I am not particularly bad looking, but I do have
this issue with my face. I have high cheekbones, which is a good thing,
but the bottom of my cheeks are hollow. If you can imagine, I had
shadows across my cheeks which distracted a lot from my appearance. And
I thought, "Well let me see about this mesotherapy." I asked for the
phone number and proceeded to make the appointment.
After talking with the aesthetician (she was a
physician assistant), we agreed that she would give me what they called
an "meso-lift" on the cheeks. I was given the numbing cream and in a
few minutes, she was injecting me with a cocktail of different
solutions which supposedly would shrink fat cells (danger zone, I
should have recognized!) and vitamins that would be good for my skin.
She told me that with mesotherapy, I should expect a good amount of
swelling and some bruising.
Good amount indeed! Overnight, my face swelled up
like a chipmunk's-- no, like a helium balloon. I could not recognize
me! I had a lot of bruising and swelling on the injection sites and ALL
OVER my face where it wasn't even treated.
Let me backtrack. When I made the mesotherapy
appointment, I has no intention of telling my husband. I was under the
impression that I could pull this off and explain the "slight" swelling
and bruising to a bad facial procedure. Well, so much for that! By
night time the swelling was bad enough that my husband refused to take
me out to dinner. He told me that I looked like a battered wife!

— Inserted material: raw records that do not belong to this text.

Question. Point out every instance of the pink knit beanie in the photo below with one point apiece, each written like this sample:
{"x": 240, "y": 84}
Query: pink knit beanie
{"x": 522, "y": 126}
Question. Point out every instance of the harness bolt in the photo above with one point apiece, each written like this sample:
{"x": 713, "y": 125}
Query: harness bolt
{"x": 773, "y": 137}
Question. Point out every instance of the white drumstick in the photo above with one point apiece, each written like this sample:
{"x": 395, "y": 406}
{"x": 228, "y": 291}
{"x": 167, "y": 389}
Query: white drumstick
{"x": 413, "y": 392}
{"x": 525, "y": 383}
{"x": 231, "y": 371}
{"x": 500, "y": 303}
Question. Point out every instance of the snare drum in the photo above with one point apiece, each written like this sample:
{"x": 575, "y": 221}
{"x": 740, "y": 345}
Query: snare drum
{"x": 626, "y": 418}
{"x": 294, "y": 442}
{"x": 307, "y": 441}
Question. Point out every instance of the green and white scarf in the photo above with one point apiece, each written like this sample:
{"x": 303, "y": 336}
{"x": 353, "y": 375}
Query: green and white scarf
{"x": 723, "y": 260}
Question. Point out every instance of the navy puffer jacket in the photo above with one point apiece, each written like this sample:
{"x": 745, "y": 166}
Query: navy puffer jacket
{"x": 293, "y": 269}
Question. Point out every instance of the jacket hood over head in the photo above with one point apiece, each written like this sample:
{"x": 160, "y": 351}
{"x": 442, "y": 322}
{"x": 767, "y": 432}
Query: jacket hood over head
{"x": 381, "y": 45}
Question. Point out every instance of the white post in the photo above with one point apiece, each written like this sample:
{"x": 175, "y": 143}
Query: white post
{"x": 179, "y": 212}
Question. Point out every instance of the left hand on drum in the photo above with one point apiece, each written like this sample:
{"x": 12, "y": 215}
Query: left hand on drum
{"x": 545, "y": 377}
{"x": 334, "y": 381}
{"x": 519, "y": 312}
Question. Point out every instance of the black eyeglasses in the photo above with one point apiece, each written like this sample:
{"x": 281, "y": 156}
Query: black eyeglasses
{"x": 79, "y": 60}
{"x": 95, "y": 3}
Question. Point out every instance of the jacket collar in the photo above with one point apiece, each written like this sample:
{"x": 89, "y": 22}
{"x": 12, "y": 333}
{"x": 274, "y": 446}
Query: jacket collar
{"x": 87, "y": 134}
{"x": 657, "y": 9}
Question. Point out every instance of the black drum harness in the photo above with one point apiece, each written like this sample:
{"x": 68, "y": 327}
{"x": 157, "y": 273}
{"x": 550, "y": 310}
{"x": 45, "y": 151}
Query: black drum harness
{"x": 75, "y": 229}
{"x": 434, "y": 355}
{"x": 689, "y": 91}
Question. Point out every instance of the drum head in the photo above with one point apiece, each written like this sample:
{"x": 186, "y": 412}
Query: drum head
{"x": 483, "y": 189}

Lesson # 1: Never lie to your husband, in case something terrible
happens.
The following morning, the swelling was even worse.
It was so bad that I didn't want to go out. I placed a call to the
aesthetician. She told me that the swelling and bruising was normal
with mesotherapy and that I should be fine in two days.

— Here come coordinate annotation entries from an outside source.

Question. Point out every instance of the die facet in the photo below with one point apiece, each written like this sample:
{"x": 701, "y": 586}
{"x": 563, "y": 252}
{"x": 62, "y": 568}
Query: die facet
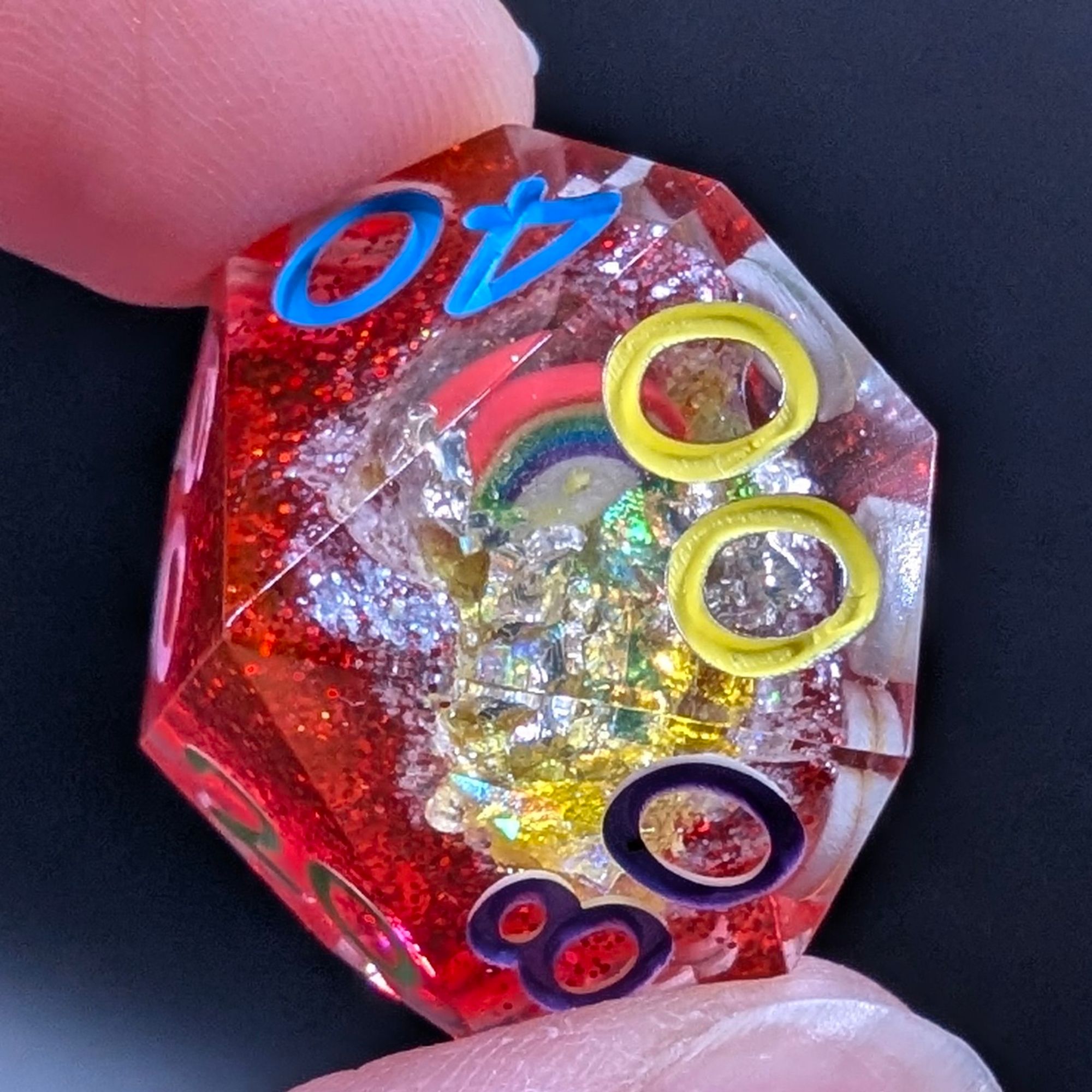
{"x": 542, "y": 584}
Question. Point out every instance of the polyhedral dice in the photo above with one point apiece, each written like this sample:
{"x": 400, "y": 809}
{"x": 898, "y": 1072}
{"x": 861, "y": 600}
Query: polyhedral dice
{"x": 543, "y": 580}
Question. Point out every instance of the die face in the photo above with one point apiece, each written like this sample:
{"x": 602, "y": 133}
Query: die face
{"x": 430, "y": 648}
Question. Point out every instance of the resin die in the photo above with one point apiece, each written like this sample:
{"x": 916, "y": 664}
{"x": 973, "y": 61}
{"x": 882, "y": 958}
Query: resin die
{"x": 542, "y": 583}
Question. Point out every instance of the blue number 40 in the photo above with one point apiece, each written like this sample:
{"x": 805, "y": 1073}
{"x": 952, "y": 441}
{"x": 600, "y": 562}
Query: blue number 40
{"x": 481, "y": 284}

So day two goes by, then day three. The swelling was
going down, but ever so slightly. I still looked like my face was stung
by a swarm of bees. Even the bruising was still bad enough that I
started to panic.
Day four.... this is bad, I started to think. I
should go to see her. So I made the long drive from Garden Grove, where
I live, to deep deep South of Orange County. I was a mess. I did not
want anyone inside the beauty salon to see my face, but that was not
possible. Of course, there just HAD to be no private entrance, so I was
forced to bear the humiliation.
The aesthetician told me that some people are prone
to more bruising and swelling. All I could do was wait for it to go
away.
I was a good two weeks to almost three weeks before
the swelling went down. But the discoloration, which I thought was
bruising, did not completely fade. I now have even dark, larger areas
of shadows across my cheeks-- worse than before I started the
mesotherapy. I felt devastated.
I went back to see her again. She took a good look
at my face and told me it was melasma. She said that mesotherapy does
not cause discoloration and that the melasma was more than likely due
to hormonal change. I, of course, did not believe her. Hello? I did not
have discoloration pre-mesotherapy! And now I have it? Logic would
dictate the discoloration was due to the mesotherapy. She again
reiterated that there is no known fact that mesotherapy causes this. I
left her office as a ruined, victimized woman, feeling angry,
depressed, and a part of me feeling guilty about my vanity that started
this whole thing. The thing that started as a quest for a little more
beauty, which had turned into a quest to fix a mistake. The quest to
look like me-- the way I did BEFORE mesotherapy.